The zip contains source for both cloo and the demo. Inside the clooutils/bin/release there is an exe showing the issue, in one form.

Select the device to run on and select vector addition as the demo to run.

What I see is that in this demo, the kernel launch time for my AMD Radeon 7990 HD GHz edition is always very large (4.7ms)  while for my NVidia GTX 580 it is low (0.2ms).

It seems that regardless of the work the kernel does, the launch time is 4-5 ms.

The other thing i note is that when I time this kernel like


start timer;

commands.Execute(kernel, null, new long[] { count }, new long[] { 64 }, eventList);            


stop timer;

print elapsed time

I get an elapsed time with much greater than the time the event reports from kernel launch submit to queue to kernel completion.

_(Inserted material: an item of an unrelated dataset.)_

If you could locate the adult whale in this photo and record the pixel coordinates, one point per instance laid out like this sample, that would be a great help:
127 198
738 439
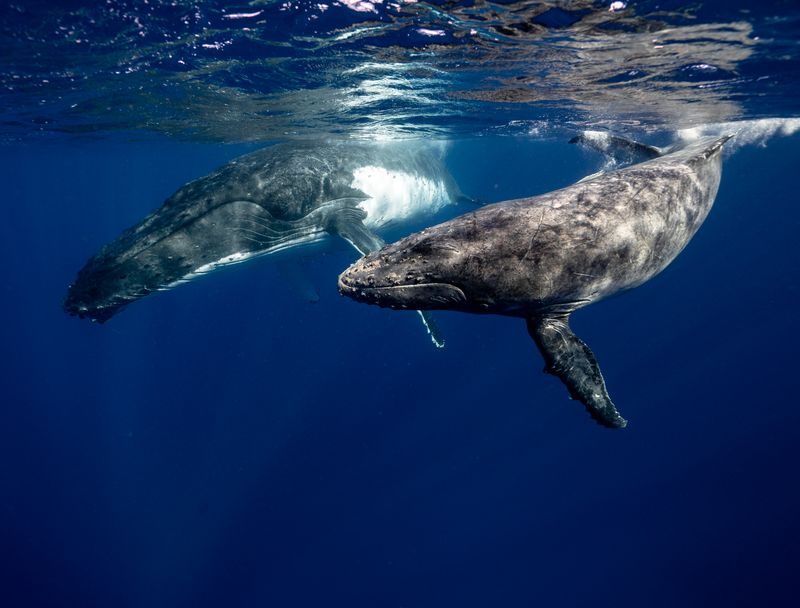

I may have a result like the following for nvidia


0,01936 0,297312 1,78352 2,100192

meaning total measured time was 114ms

Time before queues on device is 0,019ms

Time before running on device is 0,297ms

Time to run kernel is 1,78 ms

The time from submitting to queue till kernel completes is 2,10ms

When using amd i get


0,016988 4,749113 1,595111 6,361212

Again the time I measure is much greater than the time the kernel event report, even though i use clFinish both before and after kernel and timing. Additionally the launchtime is not 4.74ms as opposed to nvidias 0.29ms

This problem is not exactly what I see in my actual code, but likely other issues confuses the issue. This is however publicly available code which shows opencl timing being odd in general and launchtime being very odd for amd.

One additional thing i noted is that if I change the buffer declerations I can make the problem when worse.

Currently the buffers are declared as

ComputeBuffer<double>(context, ComputeMemoryFlags.ReadOnly | ComputeMemoryFlags.CopyHostPointer, arrA);

If I change that to

ComputeBuffer<double> a = new ComputeBuffer<double>(context, ComputeMemoryFlags.ReadOnly, count);

The timing for nvidia is


0,018016 0,365472 32,480352 32,86384

and for amd


0,011928 19,886672 25,796296 45,694896

Now the time I measure is actually identical to the time the kernel event reports, but the launch time and running time is much greater.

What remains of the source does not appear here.